Drummond, por sua vez, a partir do seu empenho literário, demonstrou como a comunicação inter-humana foi sensivelmente abalada pela mecanização tecnológica das atividades produtivas, sendo estas elevadas pela publicidade como conquista social e referencial de valores avançados. O poema “Ao deus kom unik assão” é um exemplo emblemático da criatividade de Drummond que, a partir de um neologismo, ironizou o demasiado apelo contemporâneo à consistência da propaganda como veículo de

comunicação de ponta. A tecnologia da informação, sintetizada por McLuhan na célebre frase – “O meio é a mensagem” – recebe do poeta uma reformulação crítica inovadora. A fragmentação nas relações intra e interpessoais, segundo Drummond, ganha amplitude perigosa por conta da projeção do meio comunicativo como ruído da modernidade tecnológica, que impede o entendimento aprofundado e a compreensão consistente entre os sujeitos.

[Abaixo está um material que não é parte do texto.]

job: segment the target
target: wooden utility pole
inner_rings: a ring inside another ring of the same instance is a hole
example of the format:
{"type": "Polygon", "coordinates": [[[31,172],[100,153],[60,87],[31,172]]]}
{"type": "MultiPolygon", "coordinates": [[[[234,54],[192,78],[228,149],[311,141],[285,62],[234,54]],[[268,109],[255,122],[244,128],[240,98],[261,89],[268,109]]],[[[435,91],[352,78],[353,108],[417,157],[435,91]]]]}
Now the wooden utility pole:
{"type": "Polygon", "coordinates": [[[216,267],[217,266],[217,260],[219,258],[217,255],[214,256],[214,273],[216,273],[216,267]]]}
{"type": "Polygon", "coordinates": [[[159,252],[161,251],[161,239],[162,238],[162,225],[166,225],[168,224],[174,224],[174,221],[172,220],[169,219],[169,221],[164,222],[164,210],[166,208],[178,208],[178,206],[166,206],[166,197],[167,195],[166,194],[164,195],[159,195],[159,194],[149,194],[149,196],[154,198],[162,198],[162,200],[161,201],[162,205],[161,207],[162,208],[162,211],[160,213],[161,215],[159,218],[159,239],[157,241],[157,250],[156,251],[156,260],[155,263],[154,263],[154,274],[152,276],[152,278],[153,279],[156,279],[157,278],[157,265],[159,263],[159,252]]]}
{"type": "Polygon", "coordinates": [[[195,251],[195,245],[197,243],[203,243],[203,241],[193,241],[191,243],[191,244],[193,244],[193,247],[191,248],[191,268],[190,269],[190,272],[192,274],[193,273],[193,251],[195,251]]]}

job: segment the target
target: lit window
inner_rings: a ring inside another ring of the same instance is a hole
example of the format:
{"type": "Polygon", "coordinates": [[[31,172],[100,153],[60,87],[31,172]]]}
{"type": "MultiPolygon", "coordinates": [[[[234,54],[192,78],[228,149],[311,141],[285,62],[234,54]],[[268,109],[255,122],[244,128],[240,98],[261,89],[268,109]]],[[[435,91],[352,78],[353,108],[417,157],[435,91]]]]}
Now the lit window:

Já Sebastião Nunes se propõe a adotar um estilo notadamente incisivo no combate à propaganda sem princípios éticos. Criticando a “má determinação econômica da existência”, como diria Adorno (2008, 39), o escritor interfere na voz discursiva empregada pelo anunciante para mostrar como o consumismo presente ali provém de uma excessiva ordem de compra advinda da publicidade. Receoso com o estrago comportamental presente na idiotização da sociedade, em especial, da classe média, Sebastião Nunes sustenta a tese de que a felicidade coletiva é um processo de sabedoria interior, sendo esta capaz, dentre outras virtudes, de promover a independência do indivíduo frente aos comandos publicitários apelativos.

Enfim, esta pesquisa buscou apresentar como a literatura brasileira, nos escritos de Machado de Assis, Carlos Drummond de Andrade e Sebastião Nunes, em especial, pode colaborar no estudo crítico mais aprofundado dos seguintes transtornos sistêmicos que giram em torno do universo da propaganda: a) a prática do consumismo; b) o fetichismo da mercadoria; c) o desenvolvimento do individualismo; d) o desempenho social exclusivamente materialista; e) a coisificação do sujeito; f) a personificação do produto. Machado de Assis, Carlos Drummond de Andrade e Sebastião Nunes souberam destacar as contradições de certas práticas publicitárias e as transgressões a parâmetros éticos que, se fossem acatados, contribuiriam para um melhor convívio social, incluindo aí a prática do consumo digno, consciente, democrático e sustentável.

Os escritores em questão prestaram com os seus textos um importante serviço de utilidade pública ao estamparem o sorriso amarelo disfarçado pelo sorriso colgate. Na base da promoção de mil e uma utilidades, existe também um campo publicitário enganoso que movimenta mil e uma futilidades.